I hold this view; none of those are reasons for my view. The reason is much more simple—before x-risk level failures, we’ll see less catastrophic (but still potentially very bad) failures for the same underlying reason. We’ll notice this, understand it, and fix the issue.
(A crux I expect people to have is whether we’ll actually fix the issue or “apply a bandaid” that is only a superficial fix.)
Yeah, this is why I think some kind of discontinuity is important to my case. I expect different kinds of problems to arise with very very capable systems. So I don’t see why it makes sense to expect smaller problems to arise first which indicate the potential larger problems and allow people to avert them before they occur.
If a case could be made that all potential problems with very very capable systems could be expected to first arise in survivable forms in moderately capable systems, then I would see how the more empirical style of development could give rise to safe systems.
Can you elaborate on what kinds of problems you expect to arise pre vs. post discontinuity?
E.g. will we see “sinister stumbles” (IIRC this was Adam Gleave’s name for half-baked treacherous turns)? I think we will, FWIW.
Or do you think the discontinuity will be more in the realm of embedded agency style concerns (and how does this make it less safe, instead of just dysfunctional?)
How about mesa-optimization? (I think we already see qualitatively similar phenomena, but my idea of this doesn’t emphasize the “optimization” part.)
Jessica’s posts about MIRI vs. Paul’s views made it seem like MIRI might be quite concerned about the first AGI arising via mesa-optimization. This seems likely to me, and would also be a case where I’d expect, unless ML becomes “woke” to mesa-optimization (which seems likely to happen, and not too hard to make happen, to me), we’d see something that *looks* like a discontinuity, but is *actually* more like “the same reason”.
Or do you think the discontinuity will be more in the realm of embedded agency style concerns (and how does this make it less safe, instead of just dysfunctional?)
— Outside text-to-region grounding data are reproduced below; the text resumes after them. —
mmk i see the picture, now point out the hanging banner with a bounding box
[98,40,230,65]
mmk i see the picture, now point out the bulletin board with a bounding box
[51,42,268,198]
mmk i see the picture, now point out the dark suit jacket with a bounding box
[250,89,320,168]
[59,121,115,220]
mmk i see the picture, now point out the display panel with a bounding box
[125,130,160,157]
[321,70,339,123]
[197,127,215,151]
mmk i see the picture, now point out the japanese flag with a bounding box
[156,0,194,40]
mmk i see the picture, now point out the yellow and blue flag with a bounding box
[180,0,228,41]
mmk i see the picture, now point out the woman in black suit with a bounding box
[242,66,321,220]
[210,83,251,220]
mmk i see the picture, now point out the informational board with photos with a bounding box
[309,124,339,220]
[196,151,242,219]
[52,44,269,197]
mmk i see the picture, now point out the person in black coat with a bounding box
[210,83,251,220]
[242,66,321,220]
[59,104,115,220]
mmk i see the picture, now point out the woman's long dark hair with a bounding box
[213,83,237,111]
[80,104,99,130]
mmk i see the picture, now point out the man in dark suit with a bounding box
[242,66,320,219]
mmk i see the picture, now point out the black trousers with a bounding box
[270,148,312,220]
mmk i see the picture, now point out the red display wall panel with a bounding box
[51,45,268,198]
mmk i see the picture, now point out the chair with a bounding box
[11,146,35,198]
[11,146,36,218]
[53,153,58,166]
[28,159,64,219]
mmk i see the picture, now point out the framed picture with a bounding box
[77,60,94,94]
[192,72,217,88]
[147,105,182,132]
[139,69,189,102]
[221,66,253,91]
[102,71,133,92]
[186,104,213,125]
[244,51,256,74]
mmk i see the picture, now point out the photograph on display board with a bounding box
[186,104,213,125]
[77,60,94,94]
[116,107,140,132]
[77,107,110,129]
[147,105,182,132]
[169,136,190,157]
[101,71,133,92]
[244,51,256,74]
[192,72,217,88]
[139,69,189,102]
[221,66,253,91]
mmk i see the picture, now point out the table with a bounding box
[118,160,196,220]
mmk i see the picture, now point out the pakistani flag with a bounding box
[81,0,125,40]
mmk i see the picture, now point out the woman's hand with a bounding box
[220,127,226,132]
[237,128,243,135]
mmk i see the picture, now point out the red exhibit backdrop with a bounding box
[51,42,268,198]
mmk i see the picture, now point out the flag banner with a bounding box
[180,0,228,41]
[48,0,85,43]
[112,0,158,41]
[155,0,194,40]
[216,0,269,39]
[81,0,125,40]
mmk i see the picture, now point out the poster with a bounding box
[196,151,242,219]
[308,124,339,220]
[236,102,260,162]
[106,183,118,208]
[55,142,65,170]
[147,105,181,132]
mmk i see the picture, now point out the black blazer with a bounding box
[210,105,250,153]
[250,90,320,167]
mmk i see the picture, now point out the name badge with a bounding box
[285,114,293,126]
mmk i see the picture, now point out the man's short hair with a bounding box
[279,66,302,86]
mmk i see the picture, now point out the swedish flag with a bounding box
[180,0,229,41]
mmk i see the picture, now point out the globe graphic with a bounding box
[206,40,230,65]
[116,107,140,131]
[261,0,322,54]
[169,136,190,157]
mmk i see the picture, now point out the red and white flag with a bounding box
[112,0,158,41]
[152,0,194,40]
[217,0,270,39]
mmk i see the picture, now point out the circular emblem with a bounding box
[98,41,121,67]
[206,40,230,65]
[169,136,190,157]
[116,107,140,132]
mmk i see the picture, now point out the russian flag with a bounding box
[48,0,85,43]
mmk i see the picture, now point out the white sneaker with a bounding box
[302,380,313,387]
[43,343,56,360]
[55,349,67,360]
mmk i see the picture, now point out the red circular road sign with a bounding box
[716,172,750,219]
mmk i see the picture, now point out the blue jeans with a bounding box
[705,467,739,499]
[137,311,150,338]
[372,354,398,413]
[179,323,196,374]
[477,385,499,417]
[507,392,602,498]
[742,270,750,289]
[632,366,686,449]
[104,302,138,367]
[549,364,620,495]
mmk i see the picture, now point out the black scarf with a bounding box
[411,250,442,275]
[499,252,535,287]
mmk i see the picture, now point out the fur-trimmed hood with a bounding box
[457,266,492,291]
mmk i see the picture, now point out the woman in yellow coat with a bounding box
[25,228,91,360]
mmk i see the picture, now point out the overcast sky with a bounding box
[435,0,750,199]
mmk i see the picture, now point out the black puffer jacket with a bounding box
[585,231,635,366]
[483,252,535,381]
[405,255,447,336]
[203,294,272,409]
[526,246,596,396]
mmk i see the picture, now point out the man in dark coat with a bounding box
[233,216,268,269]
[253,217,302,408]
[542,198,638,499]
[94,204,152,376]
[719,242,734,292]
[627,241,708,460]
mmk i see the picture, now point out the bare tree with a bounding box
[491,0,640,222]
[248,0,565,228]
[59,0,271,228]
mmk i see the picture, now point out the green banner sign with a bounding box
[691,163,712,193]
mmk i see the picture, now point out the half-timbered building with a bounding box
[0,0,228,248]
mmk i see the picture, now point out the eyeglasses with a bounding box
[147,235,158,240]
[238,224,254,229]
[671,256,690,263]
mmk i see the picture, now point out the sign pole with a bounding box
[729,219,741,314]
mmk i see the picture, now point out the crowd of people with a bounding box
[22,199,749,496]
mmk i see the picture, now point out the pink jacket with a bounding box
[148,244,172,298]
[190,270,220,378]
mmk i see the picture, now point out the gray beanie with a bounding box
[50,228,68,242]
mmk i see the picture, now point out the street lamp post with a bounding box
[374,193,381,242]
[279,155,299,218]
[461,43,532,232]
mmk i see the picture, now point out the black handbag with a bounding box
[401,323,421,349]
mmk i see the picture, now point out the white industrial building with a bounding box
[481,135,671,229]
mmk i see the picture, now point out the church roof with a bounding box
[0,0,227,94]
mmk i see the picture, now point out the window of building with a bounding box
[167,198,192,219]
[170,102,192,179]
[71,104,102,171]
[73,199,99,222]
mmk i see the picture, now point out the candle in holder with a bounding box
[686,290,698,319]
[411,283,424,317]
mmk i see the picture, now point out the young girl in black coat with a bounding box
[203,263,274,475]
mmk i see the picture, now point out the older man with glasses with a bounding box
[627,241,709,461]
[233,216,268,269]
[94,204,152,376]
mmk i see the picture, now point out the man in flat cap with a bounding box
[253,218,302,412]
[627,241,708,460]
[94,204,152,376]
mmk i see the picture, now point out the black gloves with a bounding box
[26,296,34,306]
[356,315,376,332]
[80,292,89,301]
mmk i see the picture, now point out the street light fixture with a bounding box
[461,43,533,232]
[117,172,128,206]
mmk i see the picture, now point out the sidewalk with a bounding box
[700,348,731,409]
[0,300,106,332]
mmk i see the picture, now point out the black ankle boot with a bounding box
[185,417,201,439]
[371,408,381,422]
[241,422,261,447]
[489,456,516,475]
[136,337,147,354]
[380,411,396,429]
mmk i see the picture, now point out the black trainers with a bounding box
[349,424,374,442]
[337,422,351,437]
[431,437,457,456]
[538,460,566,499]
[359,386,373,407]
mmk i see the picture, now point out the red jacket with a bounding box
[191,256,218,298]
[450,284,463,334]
This in particular doesn’t match my model. Quoting some relevant bits from Embedded Agency:
So I’m not talking about agents who know their own actions because I think there’s going to be a big problem with intelligent machines inferring their own actions in the future. Rather, the possibility of knowing your own actions illustrates something confusing about determining the consequences of your actions—a confusion which shows up even in the very simple case where everything about the world is known and you just need to choose the larger pile of money.
[...]
But it’s not that I’m imagining real-world embedded systems being “too Bayesian” and this somehow causing problems, if we don’t figure out what’s wrong with current models of rational agency. It’s certainly not that I’m imagining future AI systems being written in second-order logic! In most cases, I’m not trying at all to draw direct lines between research problems and specific AI failure modes.
What I’m instead thinking about is this: We sure do seem to be working with the wrong basic concepts today when we try to think about what agency is, as seen by the fact that these concepts don’t transfer well to the more realistic embedded framework.
I also predict that there will be types of failure we will not notice, or will misinterpret. It seems fairly likely to me proto-AGI (i.e. AI that could autonomously learn to become AGI within <~10yrs of acting in the real world) is deployed and creates proto-AGI subagents, some of which we don’t become aware of (e.g. because accidental/incidental/deliberate steganography) and/or are unable to keep track of. And then those continue to survive and reproduce, etc… I guess this only seems plausible if the proto-AGI has a hospitable environment (like the internet, human brains/memes) and/or means of reproduction in the real world.
A very similar problem would be a form of longer-term “seeding”, where an AI (at any stage) with a sufficiently advanced model of the world and long horizons discovers strategies for increasing the chances (“at the margin”) that its values dominate in the long-term future. With my limited knowledge of physics, I imagine there might be ways of doing this just by beaming signals into space in a way calculated to influence/spur the development of life/culture in other parts of the galaxy.
I notice a lot of what I said above makes less sense if you think of AIs as having a similar skill profile to humans, but I think we agree that AIs might be much more advanced than people in some respects while still falling short of AGI because of weaknesses in other areas.
That observation also cuts against the argument you make about warning signs, I think, as it suggests that we might significantly underestimate an AIs (e.g. vastly superhuman) skill in some areas, if it still fails at some things we think are easy. To pull an example (not meant to be realistic) out of a hat: we might have AIs that can’t carry on a conversations, but can implement a very sophisticated covert world domination strategy.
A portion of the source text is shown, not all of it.